Each of these modes of operation described above can be worked around by modifying the tool itself, but this is definitely a hack and the GUI should have a common set of language and UI for describing these operations.
The hacks to workaround these limitations include...
Allowing both mapping and reduction of simple lists can be accomplished by replacing the type="data" multiple="true"
with a conditional
that has that same parameter as one path and a simple (non-multiple) data parameter as the second path. Modifying that conditional so that second path isn't just a data parameter but a repeat
parameter with a minimum repeat number of 1
allows that second use case above of allowing to map multiple lists. Adding another case
with a type="data_collection" collection_type="list"

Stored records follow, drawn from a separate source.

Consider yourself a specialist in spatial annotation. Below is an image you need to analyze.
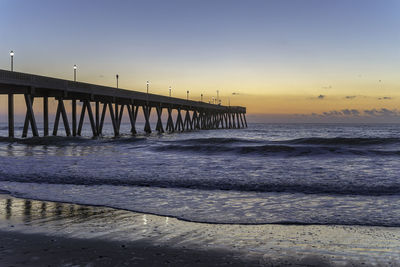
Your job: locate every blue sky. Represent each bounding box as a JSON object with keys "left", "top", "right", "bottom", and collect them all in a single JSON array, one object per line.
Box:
[{"left": 1, "top": 0, "right": 399, "bottom": 120}]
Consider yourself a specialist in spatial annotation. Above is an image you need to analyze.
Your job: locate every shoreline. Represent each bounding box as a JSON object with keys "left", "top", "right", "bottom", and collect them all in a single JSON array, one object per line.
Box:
[
  {"left": 0, "top": 194, "right": 399, "bottom": 266},
  {"left": 5, "top": 189, "right": 398, "bottom": 228}
]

to the tool allows the mapping over the outer list, reducing the inner list operation described above. Wrapping that parameter in a repeat would allow you to do that with multiple list:list
s. The last operation would also work for list:list:list
if you wanted to map the outer two list depths but reduce the inner ones. If you wanted to instead reduce the inner two lists and map over the outer one you could add yet another conditional case with a list:list
input.
I've evolved on this issue, I actually don't think the tool form should supply advanced selection for reducing multiple layers of nesting - for instance reducing the inner two lists of list:list:list
and mapping over the outer list. The GUI is too complicated for that, tracking the backend is difficult, and it would complicate the APIs. We have a better approach now - that is more explicit and more easy to understand (though a bit more work). The right and more explicit thing to do is have the user flatten the inner two parts of the list with the Apply Rules tool or some other collection operation that we could potentially add.
The thing we still definitely need though - is to be able to map a collection over a multi-input element - so right now there is one collection button for a multi-input element and that button reduces the collection (treats it as a set of datasets). There should instead be two buttons - one that does that and one that operates like the collection button on single inputs - and creates a job per dataset in the collection (and similar mapping semantics). There is no workaround for that and it is repeatedly requested.
@mvdbeek do you agree with this? I suspect it is a conclusion you reached quicker than me.
That's a good summary, I agree completely.
here should instead be two buttons - one that does that and one that operates like the collection button on single inputs - and creates a job per dataset in the collection (and similar mapping semantics). There is no workaround for that and it is repeatedly requested.
<3, that would avoid this terrible conditional that asks if you want to reduce or not.